Home » Kisah Pelanggaran HAM Berat, Saat Mahasiswa Indonesia Tidak Bisa Kembali ke Tanah Air

Kisah Pelanggaran HAM Berat, Saat Mahasiswa Indonesia Tidak Bisa Kembali ke Tanah Air

by Junita Ariani
2 minutes read
Pelanggaran HAM Berat

ESENSI.TV - ACEH

Peristiwa pelanggaran Hak Asasi Manusia atau HAM berat di Indonesia mengisahkan cerita pahit bagi sebagian orang. Sebut saja di antaranya Suryo Hartono dan Sudaryanto Priyono.

Keduanya merupakan mahasiswa Indonesia di Ceko dan Rusia yang tidak bisa kembali pulang ke Indonesia saat peristiwa tahun 1965. Atau peristiwa pembantaian G30 S PKI.

Menurut Suryo, ia tidak bisa kembali ke tanah air karena paspornya dicabut.

“Saya dan 16 teman-teman di PPI Ceko waktu itu dicabut semua (paspornya). Karena tidak mau, kita tidak mau menandatangani persetujuan atas terbentuknya pemerintahan yang baru,” cerita Suryo.

Suryo mengisahkan itu saat berbincang dengan Presiden Joko Widodo (Jokowi), di Rumoh Geudong, Pidie, Aceh, Selasa (27/06/2023).

Presiden meluncurkan program pelaksanaan rekomendasi penyelesaian nonyudisial pelanggaran HAM berat.

Dijelaskannya, tahun 1965, ia menjalani pendidikan di salah satu universitas di Ceko melalui beasiswa yang diberikan Kementerian PTIP. PTIP  adalah Perguruan Tinggi dan Ilmu Pengetahuan.

Kemudian pada 30 September 1965 terjadi peristiwa di tanah air.
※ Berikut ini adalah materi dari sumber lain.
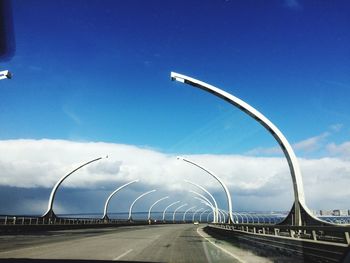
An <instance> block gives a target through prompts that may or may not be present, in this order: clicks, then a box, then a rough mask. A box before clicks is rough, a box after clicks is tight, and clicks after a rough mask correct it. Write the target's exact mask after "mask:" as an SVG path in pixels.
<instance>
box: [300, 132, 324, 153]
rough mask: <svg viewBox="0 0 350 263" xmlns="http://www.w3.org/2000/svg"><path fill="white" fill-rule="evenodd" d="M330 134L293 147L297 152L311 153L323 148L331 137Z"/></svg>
mask: <svg viewBox="0 0 350 263" xmlns="http://www.w3.org/2000/svg"><path fill="white" fill-rule="evenodd" d="M329 135H330V134H329V132H324V133H322V134H320V135H318V136H314V137H311V138H308V139H306V140H303V141H300V142H298V143H296V144H294V145H293V148H294V149H295V150H297V151H298V150H299V151H305V152H311V151H315V150H318V149H319V148H321V147H322V145H323V141H324V139H325V138H327V137H328V136H329Z"/></svg>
Hal itu mengakibatkan dicabutnya paspor yang dimilikinya bersama sejumlah mahasiswa Indonesia yang berada di sana.

Kisah yang sama disampaikan Sudaryanto Priyono. Menurutnya, akibat peristiwa tahun 1965 (G30S PKI), ia harus kehilangan kewarganegaraannya sebagai warga negara Indonesia (WNI).

Saat itu ia tengah menjalani pendidikan di salah satu universitas di Moskow, Rusia.

“Karena saya tidak memenuhi syarat skrining terhadap itu dilakukan di mana. Di sana ada poin bahwa harus mengutuk Bung Karno. Ini yang langsung tidak saya terima,” kenangnya saat berbincang bersama Presiden.

Baca Juga  Jepang Nilai Indonesia Miliki Daya Tarik Besar untuk Berbisnis

Hingga akhirnya, seminggu sesudahnya Sudaryanto, menerima surat pemberitahuan bahwa paspornya sudah dicabut. Ia kehilangan kewarganegaraan.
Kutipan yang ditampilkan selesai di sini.